Alime Coşkun’un avukatı Muzaffer Çınar, "Öncelikle sorun şuradan kaynaklanıyor. Çalışmış olduğu kurumda Alime Coşkun ve Halime Coşkun birbirine h harfi eklenerek, benzer isimler olduğu için ve kurumda çalışan oradaki muhasebeci tarafından yapılan işe giriş bildirgelerinde tahrifat yapıldığından dolayı şu an imza incelemesi yapıyoruz. Mecburen o şekilde yapıyoruz. Başka türlü işin içinden çıkamadık çünkü. Bilirkişiler de bu işin içinden çıkamadı, mahkeme birçok bilirkişi gördü. Bu arada dosya Yargıtay’a gitti, Yargıtay’dan bozuldu geldi. Ben dosyayı 2016 yılında aldım."

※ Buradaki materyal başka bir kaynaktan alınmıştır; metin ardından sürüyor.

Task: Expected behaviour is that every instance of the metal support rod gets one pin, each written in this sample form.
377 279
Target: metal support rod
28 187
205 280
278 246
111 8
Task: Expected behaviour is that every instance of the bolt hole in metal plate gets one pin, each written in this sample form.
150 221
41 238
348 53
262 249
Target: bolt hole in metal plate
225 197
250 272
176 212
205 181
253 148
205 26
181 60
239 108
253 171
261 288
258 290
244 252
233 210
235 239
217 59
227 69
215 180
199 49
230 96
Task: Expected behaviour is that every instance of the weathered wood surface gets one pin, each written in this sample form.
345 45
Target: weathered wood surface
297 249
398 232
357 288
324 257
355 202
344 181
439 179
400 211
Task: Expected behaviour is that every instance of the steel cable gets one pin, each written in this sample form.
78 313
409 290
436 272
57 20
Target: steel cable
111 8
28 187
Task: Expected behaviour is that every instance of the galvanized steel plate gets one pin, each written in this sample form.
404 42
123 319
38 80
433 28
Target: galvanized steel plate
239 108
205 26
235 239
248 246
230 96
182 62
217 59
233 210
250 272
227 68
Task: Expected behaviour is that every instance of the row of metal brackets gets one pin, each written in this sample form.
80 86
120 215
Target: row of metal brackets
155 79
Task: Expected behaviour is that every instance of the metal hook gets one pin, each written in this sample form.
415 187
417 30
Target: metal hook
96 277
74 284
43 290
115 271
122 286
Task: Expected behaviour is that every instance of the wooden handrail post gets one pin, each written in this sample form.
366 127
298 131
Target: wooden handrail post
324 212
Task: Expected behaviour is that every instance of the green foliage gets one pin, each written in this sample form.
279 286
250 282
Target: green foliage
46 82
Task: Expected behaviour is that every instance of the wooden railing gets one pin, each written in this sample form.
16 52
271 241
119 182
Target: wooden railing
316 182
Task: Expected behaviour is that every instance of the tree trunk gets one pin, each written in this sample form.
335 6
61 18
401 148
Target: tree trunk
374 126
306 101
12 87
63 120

"Benden önce başka bir avukatla çalıştı. Şu an asıl mesele kurumdaki muhasebecinin yapmış olduğu tahrifatlardan kaynaklanıyor. O şahıs, o tahrifatları yapmamış olsa şu an çoktan bitecekti. Biz tek tek imzalar hakkında bir bilirkişi incelemesi, İzmir Kriminal’e gidecek dosyalar, oradaki bilirkişiler tarafından imzaların incelenmesi yani teknik konularda inceleme yapılacak. Hangi imza kime ait, Alime Hanıma mı yoksa Halime Hanıma mı ait. O imzalardan teknik inceleme yapılacak. Teknik incelemeden sonra imzalar Alime Hanıma aittir veya diğer tarafa aittir diye raporlar gelecek ve o rapor sonrası karar çıkacak diye tahmin ediyoruz" diyerek mahkemenin sonuçlanabilmesi için İzmir Kriminal’den gelecek olan bilirkişi raporlarını beklediklerini söyledi.
Öte yandan SGK yetkililerinden edinilen bilgiye göre konunun adli makamlara intikal etmiş bir konu olduğunu ve adli makamlar tarafından çözüme kavuşturulması halinde ivedilikle yaşanan mağduriyetin giderileceği ifade edildi.